I first heard about GPGP in this talk by Josh Tenenbaum: Two architectures for one-shot learning

It is similar to the idea of analysis by synthesis / Helmholtz machines:

GPGP is what happens when you take those ideas and throw probabilistic programming into the mix (as Josh Tenenbaum tends to do). For inference, they use the Metropolis-Hastings algorithm.

It may be a good idea to generalize and throw away the “graphics” part, to have generic “Generative Probabilistic Programs”. But let’s not get ahead of ourselves. Limiting the study to graphics programs seems a good way to first see is this idea works at all.

Quoting the abstract from the GPGP paper:

The idea of computer vision as the Bayesian inverse problem to computer graphics has a long history and an appealing elegance, but it has proved difficult to directly implement. Instead, most vision tasks are approached via complex bottom-up processing pipelines. Here we show that it is possible to write short, simple probabilistic graphics programs that define flexible generative models and to automatically invert them to interpret real-world images.

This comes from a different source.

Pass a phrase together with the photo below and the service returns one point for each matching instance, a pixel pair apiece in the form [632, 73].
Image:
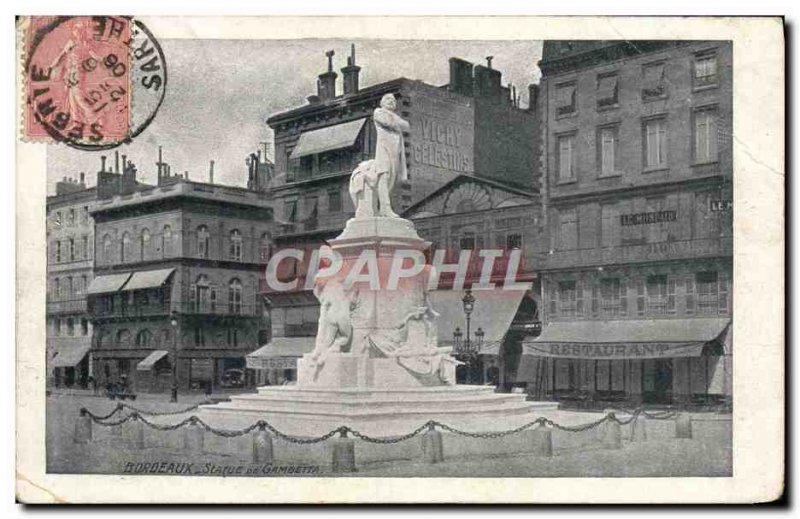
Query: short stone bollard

Generative probabilistic graphics programs consist of a stochastic scene generator, a renderer based on graphics software, a stochastic likelihood model linking the renderer’s output and the data, and latent variables that adjust the fidelity of the renderer and the tolerance of the likelihood model. Representations and algorithms from computer graphics, originally designed to produce high-quality images, are instead used as the deterministic backbone for highly approximate and stochastic generative models. This formulation combines probabilistic programming, computer graphics, and approximate Bayesian computation, and depends only on general-purpose, automatic inference techniques. We describe two applications: reading sequences of degraded and adversarially obscured alphanumeric characters, and inferring 3D road models from vehicle-mounted camera images. Each of the probabilistic graphics programs we present relies on under 20 lines of probabilistic code, and supports accurate, approximately Bayesian inferences about ambiguous real-world images.